Die Suche nach einem absoluten Gewinner unter diesen acht Projekten würde bedeuten, misszuverstehen, was KI-Agenten im Laufe dieses Jahres geworden sind. Es ist sinnvoller, in Szenarien zu denken. OpenClaw bleibt die natürlichste Wahl für diejenigen, die eine persönliche Automatisierung wünschen, die auf mehreren Messaging-Kanälen gleichzeitig stattfindet. Hermes Agent ist das interessanteste Projekt für alle, die einen echten Lernkreislauf aus Gedächtnis und sich ansammelnden Skills aus der Nähe beobachten möchten. Prime Agent stellt heute den fortschrittlichsten Punkt des Experimentierens mit der Architektur des Harnesses selbst dar, mit allen Risiken und Versprechungen, die dies mit sich bringt. OpenCode bietet die beste Balance für die tägliche Entwicklung, insbesondere für diejenigen, die frei zwischen kostenlosen, lokalen oder kostenpflichtigen Modellen wechseln möchten. OpenHands richtet sich an diejenigen, die komplexe Software-Workflows bewältigen müssen, die mehrere koordinierte Agenten erfordern. Goose bleibt die flexibelste Wahl für alle, die einen generalistischen lokalen Agenten ohne allzu viele architektonische Einschränkungen suchen. Pi spricht direkt diejenigen an, die ihr eigenes Harness von Grund auf neu bauen möchten. Letta schließlich bleibt die nützlichste Referenz für jeden, der ernsthaft untersuchen möchte, was es für ein Softwaresystem bedeutet, wirklich Gedächtnis zu haben.
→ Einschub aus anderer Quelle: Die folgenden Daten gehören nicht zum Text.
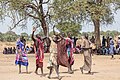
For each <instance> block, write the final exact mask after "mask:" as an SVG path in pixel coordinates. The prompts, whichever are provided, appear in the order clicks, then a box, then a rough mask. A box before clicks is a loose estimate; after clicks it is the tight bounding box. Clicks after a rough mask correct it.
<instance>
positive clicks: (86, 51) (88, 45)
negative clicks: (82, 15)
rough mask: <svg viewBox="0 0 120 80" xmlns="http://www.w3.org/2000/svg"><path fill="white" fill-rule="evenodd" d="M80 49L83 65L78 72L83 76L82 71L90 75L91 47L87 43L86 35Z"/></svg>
mask: <svg viewBox="0 0 120 80" xmlns="http://www.w3.org/2000/svg"><path fill="white" fill-rule="evenodd" d="M82 49H83V51H84V65H83V66H82V67H80V70H81V72H82V74H83V70H85V71H88V73H89V74H91V65H92V57H91V47H90V43H89V41H88V35H87V34H85V36H84V38H83V42H82Z"/></svg>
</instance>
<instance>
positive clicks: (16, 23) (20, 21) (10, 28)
mask: <svg viewBox="0 0 120 80" xmlns="http://www.w3.org/2000/svg"><path fill="white" fill-rule="evenodd" d="M25 19H26V18H23V19H21V20H19V21H18V22H17V23H16V24H15V25H14V26H13V27H10V30H12V29H14V28H16V26H17V25H18V24H19V23H20V22H22V21H23V20H25Z"/></svg>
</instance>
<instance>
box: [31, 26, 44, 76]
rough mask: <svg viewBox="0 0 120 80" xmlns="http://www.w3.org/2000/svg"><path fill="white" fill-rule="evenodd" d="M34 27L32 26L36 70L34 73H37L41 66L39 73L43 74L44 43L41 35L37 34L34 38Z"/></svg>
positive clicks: (35, 70)
mask: <svg viewBox="0 0 120 80" xmlns="http://www.w3.org/2000/svg"><path fill="white" fill-rule="evenodd" d="M35 31H36V28H35V27H33V32H32V40H33V41H34V52H35V56H36V70H35V73H36V74H38V72H37V71H38V68H41V74H42V75H43V59H44V43H43V41H42V39H41V37H40V36H39V35H38V34H37V35H36V38H34V32H35Z"/></svg>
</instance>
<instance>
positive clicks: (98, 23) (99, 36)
mask: <svg viewBox="0 0 120 80" xmlns="http://www.w3.org/2000/svg"><path fill="white" fill-rule="evenodd" d="M93 23H94V34H95V43H96V46H97V48H98V47H99V46H100V45H101V40H100V21H99V20H96V19H95V20H93Z"/></svg>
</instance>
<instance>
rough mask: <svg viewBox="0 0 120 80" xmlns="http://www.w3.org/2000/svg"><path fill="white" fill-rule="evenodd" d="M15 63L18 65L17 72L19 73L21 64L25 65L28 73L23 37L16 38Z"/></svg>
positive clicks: (26, 69) (26, 70) (20, 69)
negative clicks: (18, 65)
mask: <svg viewBox="0 0 120 80" xmlns="http://www.w3.org/2000/svg"><path fill="white" fill-rule="evenodd" d="M15 64H16V65H19V73H21V65H23V66H26V72H27V73H28V58H27V54H26V51H25V44H24V40H23V38H20V39H19V40H17V43H16V60H15Z"/></svg>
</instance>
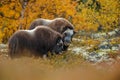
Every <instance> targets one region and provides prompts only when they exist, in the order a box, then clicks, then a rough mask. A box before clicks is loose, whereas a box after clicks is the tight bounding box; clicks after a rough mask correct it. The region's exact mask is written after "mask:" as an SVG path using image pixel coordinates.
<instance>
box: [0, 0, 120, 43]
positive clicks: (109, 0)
mask: <svg viewBox="0 0 120 80" xmlns="http://www.w3.org/2000/svg"><path fill="white" fill-rule="evenodd" d="M56 17H64V18H66V19H68V20H69V21H70V22H71V23H73V25H74V26H75V29H76V30H77V31H79V30H82V31H92V32H93V31H99V30H102V31H105V32H107V31H110V30H113V29H115V28H117V27H119V26H120V1H119V0H0V42H2V43H6V42H7V41H8V39H9V37H10V36H11V35H12V34H13V33H14V32H15V31H16V30H19V29H27V28H28V27H29V26H30V23H31V22H32V21H33V20H34V19H36V18H47V19H54V18H56Z"/></svg>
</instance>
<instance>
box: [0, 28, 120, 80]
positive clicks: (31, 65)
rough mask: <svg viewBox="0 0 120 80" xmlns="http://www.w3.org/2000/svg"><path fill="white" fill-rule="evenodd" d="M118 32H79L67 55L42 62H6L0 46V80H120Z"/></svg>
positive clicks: (70, 45) (14, 61) (55, 55)
mask: <svg viewBox="0 0 120 80" xmlns="http://www.w3.org/2000/svg"><path fill="white" fill-rule="evenodd" d="M115 31H116V32H115ZM118 32H119V31H118V30H117V29H116V30H114V31H109V32H107V33H105V32H99V33H98V32H94V33H93V32H92V33H91V32H85V31H79V32H78V33H77V34H76V35H75V36H74V38H73V41H72V43H71V45H70V47H69V49H68V51H66V52H63V54H62V55H54V56H49V58H46V59H43V58H37V59H36V58H34V57H21V58H16V59H10V57H9V56H8V50H7V44H0V80H120V77H119V75H120V70H119V67H120V64H119V63H120V60H119V59H120V57H119V53H120V35H119V33H118ZM106 74H107V75H106Z"/></svg>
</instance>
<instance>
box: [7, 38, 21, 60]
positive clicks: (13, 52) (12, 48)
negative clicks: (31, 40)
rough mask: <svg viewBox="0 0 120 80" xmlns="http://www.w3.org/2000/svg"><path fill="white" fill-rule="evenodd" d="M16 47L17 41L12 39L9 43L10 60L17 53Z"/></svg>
mask: <svg viewBox="0 0 120 80" xmlns="http://www.w3.org/2000/svg"><path fill="white" fill-rule="evenodd" d="M18 47H19V44H18V39H17V38H16V37H14V38H12V39H11V40H10V41H9V55H10V57H11V58H13V57H14V56H15V55H16V53H18V52H19V51H18Z"/></svg>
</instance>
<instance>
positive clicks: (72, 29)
mask: <svg viewBox="0 0 120 80" xmlns="http://www.w3.org/2000/svg"><path fill="white" fill-rule="evenodd" d="M38 25H45V26H48V27H50V28H52V29H53V30H55V31H57V32H59V33H61V34H62V35H63V36H64V38H63V39H64V40H63V41H64V48H63V51H65V50H67V49H68V47H69V44H70V42H71V41H72V37H73V35H74V34H75V31H74V27H73V25H72V24H71V23H70V22H69V21H68V20H66V19H64V18H55V19H53V20H48V19H43V18H39V19H36V20H34V21H33V22H32V23H31V25H30V28H29V29H30V30H31V29H34V28H35V27H36V26H38Z"/></svg>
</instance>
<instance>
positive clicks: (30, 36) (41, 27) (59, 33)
mask: <svg viewBox="0 0 120 80" xmlns="http://www.w3.org/2000/svg"><path fill="white" fill-rule="evenodd" d="M62 48H63V41H62V35H61V34H60V33H58V32H56V31H54V30H52V29H51V28H49V27H46V26H37V27H36V28H34V29H32V30H19V31H17V32H15V33H14V34H13V35H12V36H11V38H10V39H9V54H10V56H11V57H14V56H18V55H19V54H21V55H22V53H23V52H24V50H28V51H30V52H32V53H34V55H35V56H38V55H39V56H43V55H46V54H47V53H48V52H49V51H50V52H51V53H56V54H58V53H60V52H61V51H62ZM18 57H19V56H18Z"/></svg>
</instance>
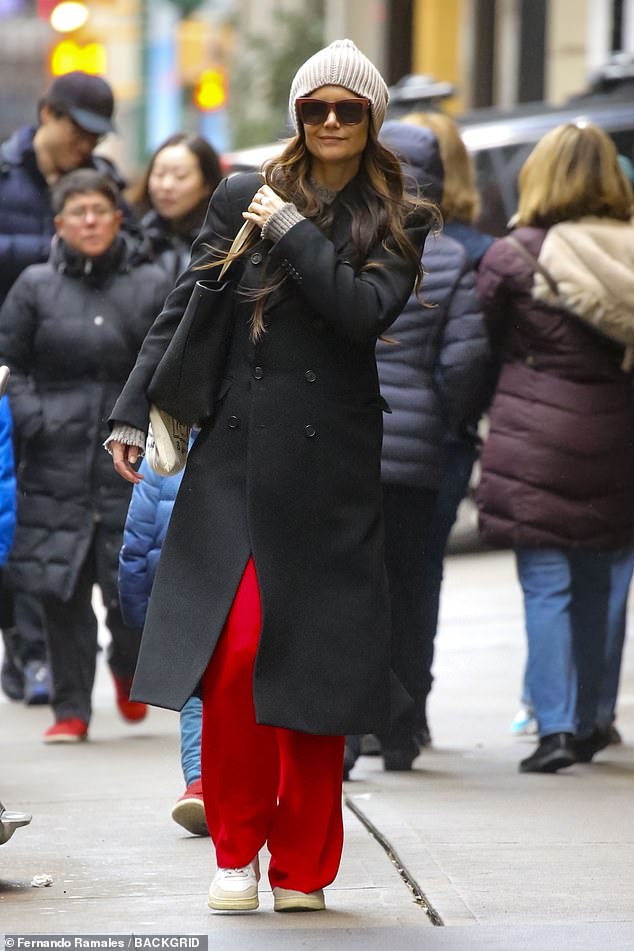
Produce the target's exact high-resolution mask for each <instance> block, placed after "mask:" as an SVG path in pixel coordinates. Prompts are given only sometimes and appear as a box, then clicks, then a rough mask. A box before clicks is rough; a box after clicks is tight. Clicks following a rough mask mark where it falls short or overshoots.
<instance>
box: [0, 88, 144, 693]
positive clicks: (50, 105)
mask: <svg viewBox="0 0 634 951" xmlns="http://www.w3.org/2000/svg"><path fill="white" fill-rule="evenodd" d="M113 112H114V96H113V94H112V89H111V88H110V85H109V84H108V83H107V82H106V80H105V79H102V78H101V77H100V76H93V75H90V74H88V73H83V72H72V73H66V74H65V75H63V76H58V77H57V78H56V79H55V80H54V81H53V82H52V83H51V85H50V87H49V89H48V90H47V91H46V92H45V93H44V95H43V96H42V97H41V99H40V101H39V103H38V120H39V121H38V125H37V126H36V127H34V126H23V127H22V128H20V129H17V131H16V132H15V133H14V134H13V135H12V136H11V137H10V138H9V139H8V140H7V141H6V142H4V143H2V145H0V306H1V305H2V303H3V302H4V299H5V297H6V296H7V293H8V292H9V289H10V287H11V285H12V284H13V282H14V281H15V279H16V278H17V277H18V276H19V274H21V272H22V271H23V270H24V269H25V268H26V267H28V266H29V265H30V264H37V263H40V262H43V261H46V260H47V259H48V256H49V251H50V245H51V238H52V236H53V233H54V231H55V226H54V224H53V212H52V209H51V202H50V197H49V189H50V187H51V186H52V185H53V184H54V183H55V182H56V181H57V180H58V178H60V176H61V175H63V174H64V173H65V172H70V171H73V170H74V169H77V168H81V167H87V168H94V169H96V170H97V171H99V172H101V173H102V174H104V175H107V176H108V177H109V178H111V179H112V180H113V181H114V183H115V184H116V186H117V187H118V189H119V190H121V189H122V188H123V187H124V185H125V182H124V180H123V178H122V176H121V175H120V174H119V172H118V170H117V169H116V168H115V166H114V165H113V164H112V163H111V162H110V161H108V159H106V158H104V157H103V156H97V155H94V154H93V150H94V148H95V146H96V145H97V143H98V142H99V140H100V139H101V137H102V136H104V135H107V134H108V133H109V132H112V131H114V126H113V123H112V115H113ZM122 207H124V211H125V206H123V205H122ZM9 598H10V594H9V593H7V592H5V591H3V590H0V616H6V615H7V613H10V612H7V610H2V608H8V607H9V605H8V604H5V602H6V601H7V599H9ZM14 607H15V612H14V613H15V617H14V620H15V626H13V627H4V628H3V631H2V633H3V639H4V648H5V649H4V656H3V661H2V668H1V671H0V685H1V686H2V690H3V691H4V693H5V694H6V695H7V696H9V697H10V698H11V699H13V700H24V701H25V702H26V703H27V704H33V703H47V702H48V671H47V668H46V648H45V640H44V634H43V631H42V628H41V623H40V607H39V603H38V602H37V601H34V600H32V599H31V598H30V597H26V596H23V595H21V594H20V592H16V593H15V605H14Z"/></svg>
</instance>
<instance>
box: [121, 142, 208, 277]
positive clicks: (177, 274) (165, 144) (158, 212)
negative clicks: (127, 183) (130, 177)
mask: <svg viewBox="0 0 634 951" xmlns="http://www.w3.org/2000/svg"><path fill="white" fill-rule="evenodd" d="M221 178H222V169H221V167H220V159H219V158H218V155H217V153H216V151H215V150H214V149H213V148H212V146H211V145H210V144H209V142H207V140H206V139H204V138H203V136H202V135H198V134H195V133H185V132H176V133H175V134H174V135H170V136H169V137H168V138H167V139H165V141H164V142H162V143H161V144H160V145H159V146H158V147H157V148H156V150H155V152H154V154H153V155H152V156H151V158H150V161H149V162H148V166H147V169H146V171H145V174H144V176H143V178H142V179H141V182H140V184H139V186H138V188H137V190H136V192H132V193H131V195H130V198H131V200H132V204H133V208H134V210H135V211H136V212H137V213H138V214H139V215H142V217H141V230H142V232H143V237H144V238H145V240H146V242H147V244H148V245H149V247H150V250H151V254H152V257H153V259H154V260H155V261H156V262H157V264H160V265H161V267H162V268H163V270H164V271H165V272H166V273H167V275H168V277H169V278H170V280H171V281H172V284H174V283H175V281H176V278H177V277H178V275H179V274H180V273H181V272H182V271H184V270H185V267H186V266H187V262H188V260H189V252H190V250H191V246H192V242H193V241H194V240H195V239H196V238H197V237H198V232H199V231H200V228H201V225H202V223H203V221H204V220H205V214H206V212H207V206H208V204H209V199H210V198H211V196H212V194H213V192H214V190H215V189H216V187H217V185H218V183H219V182H220V179H221Z"/></svg>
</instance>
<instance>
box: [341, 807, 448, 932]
mask: <svg viewBox="0 0 634 951" xmlns="http://www.w3.org/2000/svg"><path fill="white" fill-rule="evenodd" d="M343 801H344V803H345V804H346V806H347V807H348V809H349V810H350V812H352V813H353V814H354V815H355V816H356V817H357V819H358V820H359V822H360V823H361V825H362V826H364V827H365V828H366V829H367V831H368V832H369V833H370V835H371V836H372V837H373V838H374V839H376V841H377V842H378V843H379V845H380V846H381V848H382V849H383V851H384V852H385V854H386V855H387V857H388V858H389V860H390V862H391V863H392V865H393V866H394V868H395V869H396V871H397V872H398V874H399V875H400V877H401V879H402V880H403V883H404V885H405V886H406V888H408V889H409V891H410V892H411V893H412V895H413V896H414V901H415V903H416V904H417V905H418V906H419V908H422V910H423V911H424V913H425V914H426V915H427V917H428V918H429V921H430V923H431V924H432V925H435V926H436V927H437V928H441V927H443V926H444V924H445V923H444V921H443V920H442V918H441V917H440V915H439V914H438V912H437V911H436V909H435V908H434V906H433V905H432V903H431V902H430V901H429V899H428V898H427V896H426V895H425V893H424V891H423V890H422V888H421V887H420V885H419V884H418V882H417V881H416V879H415V878H414V877H413V875H412V874H411V873H410V871H409V869H408V868H407V866H406V865H405V864H404V863H403V862H402V861H401V859H400V857H399V854H398V852H397V851H396V849H395V848H394V847H393V845H392V844H391V842H390V841H389V839H387V838H386V837H385V836H384V835H383V833H382V832H381V831H380V830H379V829H377V827H376V826H375V825H374V823H373V822H372V821H371V820H370V819H369V818H368V816H366V814H365V813H364V812H363V810H362V809H360V808H359V806H357V805H356V804H355V803H354V802H352V800H351V799H350V797H349V796H346V795H344V797H343Z"/></svg>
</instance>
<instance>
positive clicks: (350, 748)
mask: <svg viewBox="0 0 634 951" xmlns="http://www.w3.org/2000/svg"><path fill="white" fill-rule="evenodd" d="M360 755H361V737H360V736H354V735H353V736H347V737H346V745H345V747H344V751H343V778H344V780H346V779H350V770H351V769H352V767H353V766H354V764H355V763H356V761H357V760H358V759H359V756H360Z"/></svg>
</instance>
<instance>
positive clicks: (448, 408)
mask: <svg viewBox="0 0 634 951" xmlns="http://www.w3.org/2000/svg"><path fill="white" fill-rule="evenodd" d="M381 139H382V141H383V142H384V143H385V144H386V145H387V146H388V147H389V148H391V149H392V150H393V151H394V152H396V154H397V155H398V156H399V158H400V159H401V160H402V161H403V162H404V163H405V164H406V166H407V167H408V169H409V172H410V173H411V174H412V175H413V176H414V177H415V178H416V181H417V183H418V185H419V187H420V189H421V191H422V192H423V194H424V195H425V196H426V197H428V198H431V199H432V200H433V201H438V200H439V199H440V196H441V194H442V164H441V161H440V156H439V152H438V142H437V140H436V137H435V136H434V135H433V133H432V132H431V131H430V130H429V129H426V128H421V127H417V126H413V125H408V124H406V123H402V122H387V123H386V124H385V125H384V127H383V132H382V133H381ZM422 262H423V268H424V270H425V280H424V284H423V294H422V299H423V300H424V302H425V304H427V305H431V306H423V305H422V304H421V302H420V300H418V299H417V297H416V296H415V295H412V296H411V297H410V299H409V301H408V302H407V305H406V307H405V309H404V311H403V313H402V314H401V315H400V317H399V318H398V319H397V321H396V322H395V323H394V324H393V325H392V327H391V328H390V334H389V336H390V339H391V340H395V341H396V343H386V342H383V341H379V343H378V344H377V364H378V369H379V378H380V381H381V393H382V394H383V396H384V397H385V399H386V400H387V401H388V403H389V404H390V408H391V409H392V413H391V415H386V416H385V418H384V425H383V454H382V479H383V481H384V482H388V483H398V484H402V485H410V486H417V487H419V488H425V489H435V488H437V487H438V485H439V484H440V478H441V473H442V463H443V458H442V442H443V438H444V436H445V434H446V433H447V432H448V430H450V429H456V428H457V427H459V426H460V424H461V423H463V422H464V421H465V420H466V419H470V418H473V417H474V416H475V417H476V418H477V416H479V415H480V413H481V412H482V411H483V410H484V408H485V402H486V399H487V392H488V387H487V380H488V371H489V367H490V353H489V345H488V340H487V334H486V330H485V326H484V320H483V317H482V314H481V310H480V302H479V299H478V296H477V294H476V291H475V274H474V271H473V269H472V267H471V265H470V263H469V260H468V256H467V253H466V251H465V249H464V248H463V247H462V245H460V244H459V243H458V242H457V241H454V240H453V239H452V238H448V237H447V236H446V235H444V234H440V235H438V236H437V237H434V236H433V235H430V236H429V237H428V238H427V242H426V244H425V250H424V253H423V257H422Z"/></svg>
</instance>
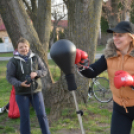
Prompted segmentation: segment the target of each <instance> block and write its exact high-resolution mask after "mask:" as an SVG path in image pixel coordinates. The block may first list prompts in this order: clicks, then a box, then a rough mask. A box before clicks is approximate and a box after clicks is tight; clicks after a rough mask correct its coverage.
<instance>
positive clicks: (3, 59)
mask: <svg viewBox="0 0 134 134" xmlns="http://www.w3.org/2000/svg"><path fill="white" fill-rule="evenodd" d="M101 55H102V54H96V55H95V59H98V58H100V56H101ZM47 57H48V59H51V57H50V53H48V56H47ZM10 58H11V57H0V61H8V60H9V59H10Z"/></svg>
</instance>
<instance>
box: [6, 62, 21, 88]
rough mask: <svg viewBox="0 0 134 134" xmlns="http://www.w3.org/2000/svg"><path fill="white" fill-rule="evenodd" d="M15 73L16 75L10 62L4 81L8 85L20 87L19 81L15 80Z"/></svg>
mask: <svg viewBox="0 0 134 134" xmlns="http://www.w3.org/2000/svg"><path fill="white" fill-rule="evenodd" d="M15 73H16V66H15V65H14V64H13V62H12V61H11V60H10V61H9V62H8V64H7V72H6V79H7V81H8V82H9V83H10V84H12V85H14V86H17V87H19V86H20V85H21V81H19V80H18V79H16V77H15Z"/></svg>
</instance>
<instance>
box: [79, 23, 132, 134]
mask: <svg viewBox="0 0 134 134" xmlns="http://www.w3.org/2000/svg"><path fill="white" fill-rule="evenodd" d="M107 32H108V33H113V38H112V39H110V40H109V41H108V44H107V46H106V50H105V52H104V55H102V56H101V58H100V59H99V60H98V61H97V62H95V63H94V64H91V65H90V66H89V67H88V69H85V68H83V66H82V64H83V62H84V61H83V60H82V62H81V63H82V64H81V63H78V64H77V66H78V68H79V71H80V72H81V74H82V75H84V76H85V77H88V78H94V77H96V76H97V75H99V74H100V73H102V72H103V71H104V70H107V72H108V77H109V81H110V89H111V90H112V93H113V102H114V105H113V114H112V121H111V134H130V131H131V128H132V122H133V120H134V25H133V24H132V23H130V22H128V21H122V22H120V23H119V24H117V26H116V27H115V28H113V29H108V30H107ZM85 61H86V60H85ZM85 63H86V62H85ZM85 63H84V64H85ZM86 68H87V67H86Z"/></svg>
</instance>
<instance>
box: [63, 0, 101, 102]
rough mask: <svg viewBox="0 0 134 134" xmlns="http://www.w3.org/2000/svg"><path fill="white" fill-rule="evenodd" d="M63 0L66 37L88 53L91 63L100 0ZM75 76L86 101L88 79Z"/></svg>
mask: <svg viewBox="0 0 134 134" xmlns="http://www.w3.org/2000/svg"><path fill="white" fill-rule="evenodd" d="M64 2H65V4H66V5H67V8H68V38H69V39H70V40H71V41H72V42H73V43H74V44H75V45H76V47H77V48H80V49H82V50H83V51H86V52H87V53H88V55H89V60H90V63H92V62H94V57H95V51H96V45H97V39H98V33H99V27H100V18H101V10H102V0H68V1H67V0H65V1H64ZM76 78H77V79H76V81H77V85H78V89H79V90H78V91H80V92H81V94H82V96H83V98H84V100H85V102H86V98H87V90H88V86H89V79H86V78H84V77H80V76H78V74H77V73H76ZM81 89H82V90H81Z"/></svg>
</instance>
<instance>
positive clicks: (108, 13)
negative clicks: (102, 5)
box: [102, 0, 130, 28]
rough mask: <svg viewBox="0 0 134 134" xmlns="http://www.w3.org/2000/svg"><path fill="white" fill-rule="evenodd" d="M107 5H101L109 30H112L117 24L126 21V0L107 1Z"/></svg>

Der eigentliche Sprung, den KI-Agenten in diesen Monaten gemacht haben, besteht nicht nur darin, von einem kleineren zu einem leistungsstärkeren Modell überzugehen. Er besteht darin, um das Modell herum eine Umgebung aufzubauen, die in der Lage ist, sich zu erinnern, Werkzeuge zu nutzen, Aktivitäten zu koordinieren, sich von Fehlern zu erholen und in einigen Fällen die eigene Arbeitsweise zu ändern. Je mehr diese Autonomie jedoch zunimmt, desto mehr hören Sicherheit, Audit und menschliche Kontrolle auf, nachträglich hinzuzufügende Funktionen zu sein, und werden vom ersten Tag an zu einem integralen Bestandteil der Architektur.


Technischer Hinweis: Die in diesem Artikel zitierten Daten zu Schwachstellen, Akzeptanz und Benchmarks stammen aus öffentlichen Quellen, die zum Zeitpunkt der Veröffentlichung verfügbar waren. Da es sich um einen sich sehr schnell entwickelnden Sektor handelt, wird empfohlen, den aktuellen Status der einzelnen Projekte vor jeder operativen Entscheidung zu überprüfen, insbesondere im Hinblick auf Sicherheitspatches.